I suspect the same thing is happening here. This citizens’ assembly is supposed to be made up of people who are chosen randomly. The obvious reason for this is to prevent any arguments claiming that she has ‘stacked’ the panel. These 150 people will be given a tremendous amount of access to paperwork, science and (presumably) experts. It almost looks like a citizens’ version of a Senate enquiry – and if you’ve ever watched one of those in action, you’ll know how broad its terms of reference can be. It’s not known whether the citizens’ assembly would have the same power to compel answers and documents, or even demand people to front up to be quizzed, though.
When you start factoring in all that access, and the idea of a so-called ‘representative sample’, and you can start to see a strategy at work. This is another attempt to encompass both sides of the issue. This is designed to make people feel heard.
Is that a bad thing, in itself?
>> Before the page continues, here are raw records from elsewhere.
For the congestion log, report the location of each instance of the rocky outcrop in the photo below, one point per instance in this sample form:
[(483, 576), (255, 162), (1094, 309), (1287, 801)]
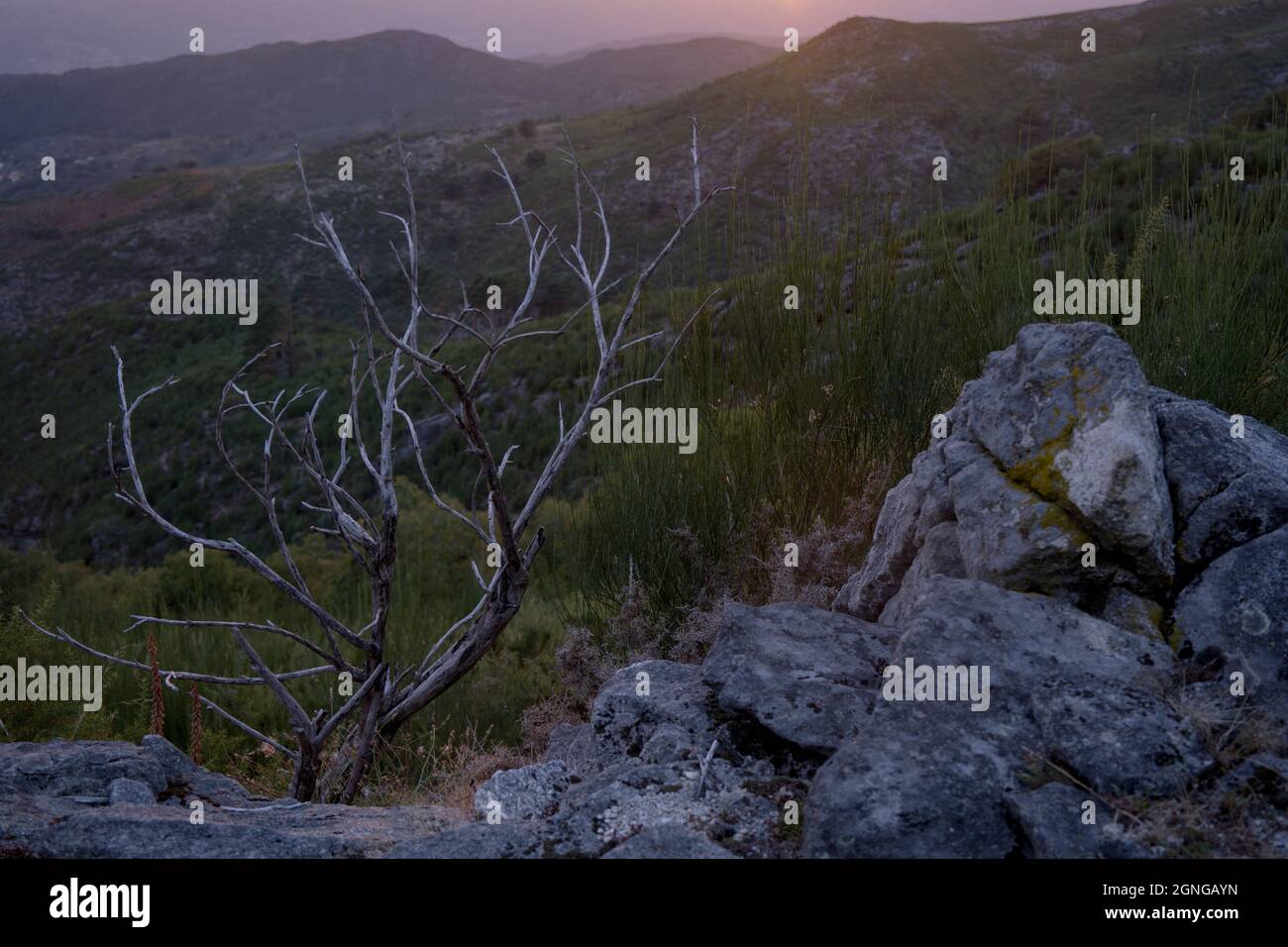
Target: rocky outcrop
[(1072, 615), (90, 799)]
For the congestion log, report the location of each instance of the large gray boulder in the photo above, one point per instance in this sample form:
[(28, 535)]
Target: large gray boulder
[(1055, 446), (1061, 821), (649, 697), (1235, 616), (86, 768), (1064, 688), (1228, 489), (805, 674), (1067, 412), (670, 841), (524, 792)]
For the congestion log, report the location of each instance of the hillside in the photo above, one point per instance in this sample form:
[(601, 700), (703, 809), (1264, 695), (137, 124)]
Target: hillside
[(248, 106), (879, 97)]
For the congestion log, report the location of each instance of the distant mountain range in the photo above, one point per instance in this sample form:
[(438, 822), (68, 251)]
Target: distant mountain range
[(872, 101), (773, 43), (244, 106)]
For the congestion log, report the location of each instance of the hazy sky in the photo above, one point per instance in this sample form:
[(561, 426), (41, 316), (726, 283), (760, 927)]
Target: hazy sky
[(56, 35)]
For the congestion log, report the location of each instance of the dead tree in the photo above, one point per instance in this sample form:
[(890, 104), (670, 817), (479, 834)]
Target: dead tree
[(391, 355)]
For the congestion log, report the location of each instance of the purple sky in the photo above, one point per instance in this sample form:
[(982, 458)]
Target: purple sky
[(55, 35)]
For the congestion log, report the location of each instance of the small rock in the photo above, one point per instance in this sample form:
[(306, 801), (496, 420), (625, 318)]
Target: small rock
[(526, 792), (129, 792), (669, 840)]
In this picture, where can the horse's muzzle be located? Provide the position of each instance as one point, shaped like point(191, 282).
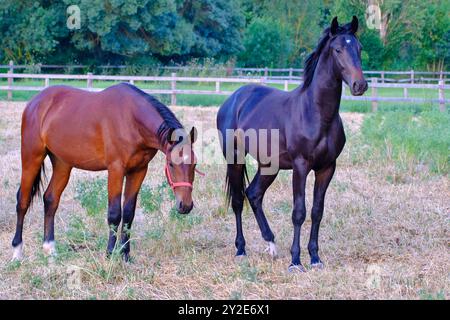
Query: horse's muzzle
point(184, 209)
point(359, 87)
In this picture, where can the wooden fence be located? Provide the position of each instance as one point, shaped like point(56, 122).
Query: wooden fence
point(372, 94)
point(291, 74)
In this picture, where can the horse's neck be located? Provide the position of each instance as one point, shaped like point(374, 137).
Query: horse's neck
point(325, 91)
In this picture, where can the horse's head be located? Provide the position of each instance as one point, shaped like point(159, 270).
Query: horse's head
point(346, 51)
point(180, 167)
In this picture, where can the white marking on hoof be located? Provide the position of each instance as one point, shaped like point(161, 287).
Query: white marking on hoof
point(296, 268)
point(49, 248)
point(17, 252)
point(317, 266)
point(272, 249)
point(240, 258)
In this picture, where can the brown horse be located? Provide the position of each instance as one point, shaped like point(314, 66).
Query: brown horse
point(119, 129)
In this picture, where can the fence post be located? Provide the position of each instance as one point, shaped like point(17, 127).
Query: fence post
point(89, 81)
point(263, 81)
point(441, 96)
point(10, 80)
point(217, 86)
point(173, 87)
point(11, 66)
point(374, 95)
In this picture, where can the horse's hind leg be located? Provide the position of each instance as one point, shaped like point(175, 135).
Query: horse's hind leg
point(235, 174)
point(255, 194)
point(132, 185)
point(58, 182)
point(115, 186)
point(32, 160)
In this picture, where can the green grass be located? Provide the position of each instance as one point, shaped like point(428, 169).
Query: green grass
point(410, 140)
point(93, 195)
point(216, 100)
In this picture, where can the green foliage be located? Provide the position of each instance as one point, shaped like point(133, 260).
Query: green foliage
point(144, 34)
point(407, 138)
point(267, 44)
point(92, 195)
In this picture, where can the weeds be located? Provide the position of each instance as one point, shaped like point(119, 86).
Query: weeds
point(92, 195)
point(413, 142)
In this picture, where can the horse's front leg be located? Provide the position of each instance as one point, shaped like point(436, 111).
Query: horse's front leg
point(323, 178)
point(132, 187)
point(301, 170)
point(115, 185)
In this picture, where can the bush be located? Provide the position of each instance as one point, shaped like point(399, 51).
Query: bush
point(267, 44)
point(92, 195)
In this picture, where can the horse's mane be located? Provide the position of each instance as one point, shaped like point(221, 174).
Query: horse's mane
point(312, 60)
point(170, 121)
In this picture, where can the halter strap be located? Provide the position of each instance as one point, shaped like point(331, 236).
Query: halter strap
point(172, 184)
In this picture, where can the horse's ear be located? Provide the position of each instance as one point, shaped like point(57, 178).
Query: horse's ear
point(354, 24)
point(193, 134)
point(334, 26)
point(171, 136)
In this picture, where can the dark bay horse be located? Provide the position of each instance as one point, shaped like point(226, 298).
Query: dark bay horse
point(311, 135)
point(119, 129)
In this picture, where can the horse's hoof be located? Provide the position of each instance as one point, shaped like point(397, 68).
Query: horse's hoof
point(317, 265)
point(272, 249)
point(296, 268)
point(240, 257)
point(17, 253)
point(49, 248)
point(126, 258)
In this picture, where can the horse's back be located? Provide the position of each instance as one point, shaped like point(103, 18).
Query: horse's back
point(94, 125)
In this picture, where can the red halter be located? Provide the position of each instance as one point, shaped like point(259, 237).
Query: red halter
point(172, 184)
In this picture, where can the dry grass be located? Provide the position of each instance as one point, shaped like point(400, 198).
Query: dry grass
point(393, 233)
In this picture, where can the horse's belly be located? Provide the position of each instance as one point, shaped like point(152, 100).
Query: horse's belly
point(77, 151)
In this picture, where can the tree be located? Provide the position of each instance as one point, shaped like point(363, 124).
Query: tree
point(267, 44)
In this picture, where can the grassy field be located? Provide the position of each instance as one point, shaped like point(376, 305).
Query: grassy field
point(215, 100)
point(385, 231)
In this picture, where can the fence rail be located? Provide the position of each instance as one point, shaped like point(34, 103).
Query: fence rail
point(372, 96)
point(410, 76)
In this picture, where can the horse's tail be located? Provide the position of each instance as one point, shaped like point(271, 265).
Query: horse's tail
point(236, 182)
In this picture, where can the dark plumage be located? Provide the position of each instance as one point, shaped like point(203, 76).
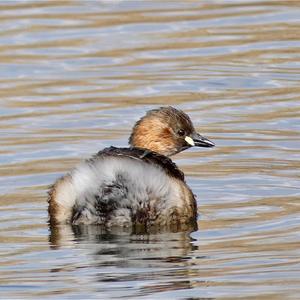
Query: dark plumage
point(132, 186)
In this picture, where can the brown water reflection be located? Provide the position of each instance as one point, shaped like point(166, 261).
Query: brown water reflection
point(75, 75)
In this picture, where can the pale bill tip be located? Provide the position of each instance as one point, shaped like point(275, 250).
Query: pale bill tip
point(190, 141)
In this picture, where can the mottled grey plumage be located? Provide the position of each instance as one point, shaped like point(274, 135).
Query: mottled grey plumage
point(132, 186)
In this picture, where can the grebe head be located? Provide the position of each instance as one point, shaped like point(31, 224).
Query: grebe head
point(167, 131)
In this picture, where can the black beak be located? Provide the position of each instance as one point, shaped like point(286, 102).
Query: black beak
point(201, 141)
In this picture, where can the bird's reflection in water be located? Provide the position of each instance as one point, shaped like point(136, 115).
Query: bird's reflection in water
point(125, 256)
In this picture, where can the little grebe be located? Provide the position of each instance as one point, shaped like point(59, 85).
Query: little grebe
point(136, 185)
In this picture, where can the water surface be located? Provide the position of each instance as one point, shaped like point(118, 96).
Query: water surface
point(76, 75)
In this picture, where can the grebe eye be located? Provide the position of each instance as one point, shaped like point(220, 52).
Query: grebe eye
point(181, 132)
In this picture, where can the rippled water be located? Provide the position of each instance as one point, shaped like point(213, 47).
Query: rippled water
point(74, 77)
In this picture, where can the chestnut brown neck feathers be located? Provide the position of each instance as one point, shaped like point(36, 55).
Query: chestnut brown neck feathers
point(162, 130)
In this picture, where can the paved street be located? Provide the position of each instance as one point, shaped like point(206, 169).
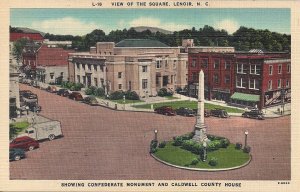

I’d have to say not. Anything that allows people to have a louder voice cannot be entirely pointless. Ah, but we have one of those in our elected representatives, right? I’d have to say no. How many times have people said, ‘They’re supposed to be speaking for us, why aren’t they?’ The complaint that our politicians ignore what we want is an old one, and not without foundation.
Is it a real strategy for addressing the problem of climate change, though? Of course not. It’s merely a very expensive way of stroking the collective ego of the Australian people. Ultimately, it has no practical purpose.